On Tuesday, voters in the town of Pagosa Springs decided to scrap a portion of the Land Use and Development Code regulating Big Box development, while voting to retain Ross Aragon as the town’s mayor.
Aragon was ready to begin his ninth term as mayor at last night’s council meeting. In the mayoral race, Aragon had 274 votes, while his opponent, local resident Bill Hudson, had 121 votes.
Also at last night’s council meeting, council members Darrell Cotton and Don Volger were set to be sworn in for another term on the town board, representing Districts 2 and 3 (respectively) while Kathie Lattin was to be sworn in to represent District 1. All candidates for council seats ran unopposed in their districts.
On Referendum A, 251 voted ‘yes’ while 135 voted ‘no.’ Voting ‘no’ on the referendum would have kept language in the LUDC that regulated Big Box development, while voting ‘yes’ on the referendum eliminated the section of the LUDC focused on Big Box development.
According to Pagosa Springs Town Clerk April Hessman, a total of 404 ballots were cast, representing just 41 percent of all registered voters in the town of Pagosa Springs.
“I feel very humbled and honored that the citizens believe in my leadership,” said Aragon regarding his victory on Tuesday.

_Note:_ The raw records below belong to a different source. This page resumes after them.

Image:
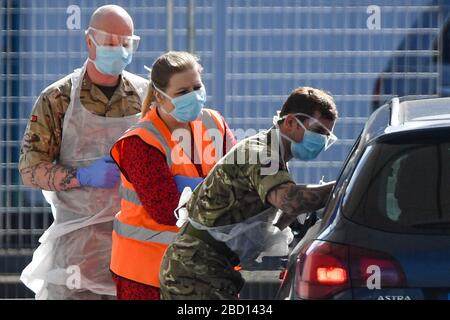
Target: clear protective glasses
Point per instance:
(315, 126)
(102, 38)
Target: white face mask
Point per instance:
(330, 139)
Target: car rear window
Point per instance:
(402, 188)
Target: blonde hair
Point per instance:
(164, 67)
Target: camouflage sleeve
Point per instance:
(42, 138)
(265, 183)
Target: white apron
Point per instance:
(73, 259)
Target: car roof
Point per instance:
(402, 115)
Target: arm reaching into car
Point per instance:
(294, 199)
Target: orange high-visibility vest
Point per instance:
(138, 241)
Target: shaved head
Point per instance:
(112, 19)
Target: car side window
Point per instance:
(347, 169)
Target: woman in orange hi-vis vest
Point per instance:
(174, 145)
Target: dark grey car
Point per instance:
(385, 231)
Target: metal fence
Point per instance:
(254, 52)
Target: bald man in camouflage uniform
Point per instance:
(42, 138)
(239, 187)
(72, 165)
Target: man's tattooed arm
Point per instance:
(297, 199)
(48, 176)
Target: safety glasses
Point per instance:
(315, 126)
(102, 38)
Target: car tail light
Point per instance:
(325, 269)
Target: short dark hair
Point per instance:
(308, 100)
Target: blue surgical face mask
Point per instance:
(188, 106)
(312, 144)
(111, 60)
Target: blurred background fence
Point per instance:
(254, 53)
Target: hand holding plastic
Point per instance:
(103, 173)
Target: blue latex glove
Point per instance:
(185, 181)
(103, 173)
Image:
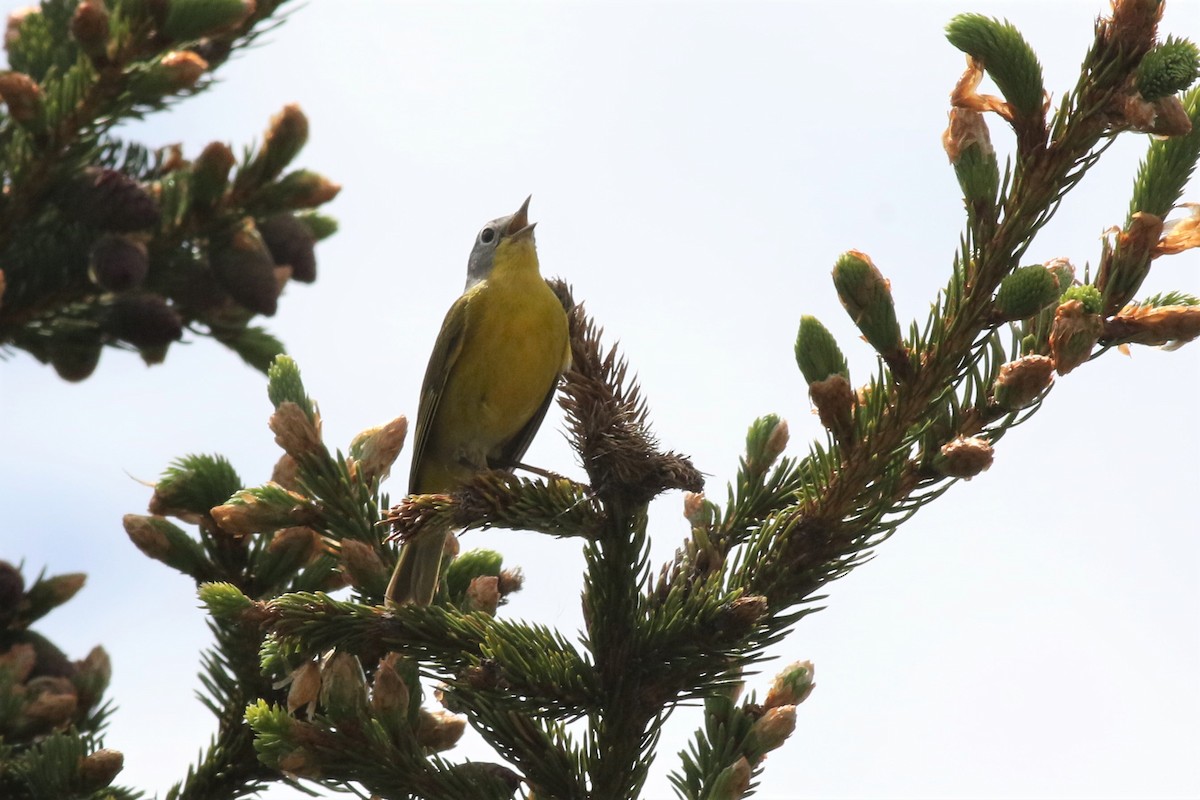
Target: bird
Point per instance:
(491, 377)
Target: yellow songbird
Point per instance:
(491, 378)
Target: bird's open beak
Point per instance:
(519, 224)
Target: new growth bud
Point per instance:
(964, 457)
(1026, 292)
(1023, 382)
(867, 296)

Looking ahead to his next term, Aragon said, “There’s going to be a lot of challenges, in every sense of the word. I’m just blessed to serve with the board we have and I know they’ll meet those challenges.”
The mayor, Cotton, Lattin and Volger will all serve terms of four years. In April 2012, at-large council seats will be open for election. Currently, those seats are being held by Stan Holt, Shari Pierce and Jerry Jackson.

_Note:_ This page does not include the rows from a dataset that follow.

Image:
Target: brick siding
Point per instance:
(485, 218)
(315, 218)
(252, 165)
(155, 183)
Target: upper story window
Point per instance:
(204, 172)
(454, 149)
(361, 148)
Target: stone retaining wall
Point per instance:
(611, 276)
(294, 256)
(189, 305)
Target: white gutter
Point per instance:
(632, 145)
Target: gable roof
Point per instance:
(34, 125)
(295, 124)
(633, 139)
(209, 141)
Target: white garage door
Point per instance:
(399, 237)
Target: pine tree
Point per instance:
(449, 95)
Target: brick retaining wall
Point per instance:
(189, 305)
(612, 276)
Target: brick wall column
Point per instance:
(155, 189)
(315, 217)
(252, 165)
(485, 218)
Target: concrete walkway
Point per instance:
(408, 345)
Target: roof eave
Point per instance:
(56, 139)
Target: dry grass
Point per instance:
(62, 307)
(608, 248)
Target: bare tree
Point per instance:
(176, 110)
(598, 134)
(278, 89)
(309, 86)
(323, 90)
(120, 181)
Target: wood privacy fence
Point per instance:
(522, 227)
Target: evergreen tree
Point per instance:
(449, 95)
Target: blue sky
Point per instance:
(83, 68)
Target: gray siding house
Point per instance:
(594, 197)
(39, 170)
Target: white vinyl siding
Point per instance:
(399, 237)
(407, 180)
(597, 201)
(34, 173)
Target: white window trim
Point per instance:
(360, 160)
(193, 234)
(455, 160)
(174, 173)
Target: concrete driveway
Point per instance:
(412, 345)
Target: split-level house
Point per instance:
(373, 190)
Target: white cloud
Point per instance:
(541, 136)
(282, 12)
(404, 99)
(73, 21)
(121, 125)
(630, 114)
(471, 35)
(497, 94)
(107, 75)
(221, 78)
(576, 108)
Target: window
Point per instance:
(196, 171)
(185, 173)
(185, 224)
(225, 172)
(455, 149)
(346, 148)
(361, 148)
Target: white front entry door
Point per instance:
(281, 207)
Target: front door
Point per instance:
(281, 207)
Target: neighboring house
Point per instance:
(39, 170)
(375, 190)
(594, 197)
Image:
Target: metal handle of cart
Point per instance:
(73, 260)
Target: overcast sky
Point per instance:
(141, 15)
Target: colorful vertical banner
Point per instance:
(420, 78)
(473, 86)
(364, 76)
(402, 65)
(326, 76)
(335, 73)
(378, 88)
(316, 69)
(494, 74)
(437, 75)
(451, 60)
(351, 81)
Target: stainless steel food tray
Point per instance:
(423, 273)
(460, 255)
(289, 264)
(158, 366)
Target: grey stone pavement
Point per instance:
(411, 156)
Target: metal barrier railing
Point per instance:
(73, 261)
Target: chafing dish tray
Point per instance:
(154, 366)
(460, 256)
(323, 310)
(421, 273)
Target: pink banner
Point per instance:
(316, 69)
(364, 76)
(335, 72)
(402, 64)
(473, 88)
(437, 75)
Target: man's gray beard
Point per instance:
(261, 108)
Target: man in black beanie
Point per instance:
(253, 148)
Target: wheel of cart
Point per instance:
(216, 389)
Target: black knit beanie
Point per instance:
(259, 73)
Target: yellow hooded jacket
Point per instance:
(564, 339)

According to Pagosa Springs Town Manager David Mitchem, council will most likely begin to address other portions of the LUDC regulating Big Box development.
“Given the voters approval of that issue, cleanup on the Big Box issue will most likely proceed in a timely fashion,” said Mitchem.
Last August, council passed Ordinance 743 which repealed section 2.4.5 of the LUDC — a section dealing specifically with Big Box development. At that time, Mitchem reported to council that he had been approached by developers interested in putting a Big Box store in Pagosa Springs, but the developer had been reluctant to develop locally due to restrictions in the LUDC.
In December, several area residents circulated a petition to bring the matter of Ordinance 743 to the voters — Referendum A. With the petition certified late last year, council approved the addition of the referendum to Tuesday’s ballot.
The other five sections of the LUDC that regulated Big Box development were left unaddressed until mid-February of this year. At a Feb. 18 council meeting, Mitchem presented Ordinance 751 for a first reading. That ordinance would have created a second referendum, asking town voters whether or not to repeal the five sections in the LUDC related to Big Box regulations, but not covered in section 2.4.5. However, at a special council meeting on March 9, council decided not to proceed with a second referendum, preferring to wait for the results of Tuesday’s election before considering other portions of the LUDC regulating Big Box development (most of those other sections address proposed developments over 100,000 square feet).
Section 2.4.5 of the LUDC regulated large retail commercial development, stipulating design standards and impact studies for proposed developments over 50,000 square feet.
It remains to be seen if Big Box development will occur in Pagosa Springs. Given the current local economic climate (see related story), it could be years before a potential Big Box developer views Pagosa Springs as a viable location for business.
What is clear is that Aragon has started an unprecedented ninth term and stands as one of the longest serving mayors in the country. If Aragon completes this term, he will have served as the town’s mayor for 36 years.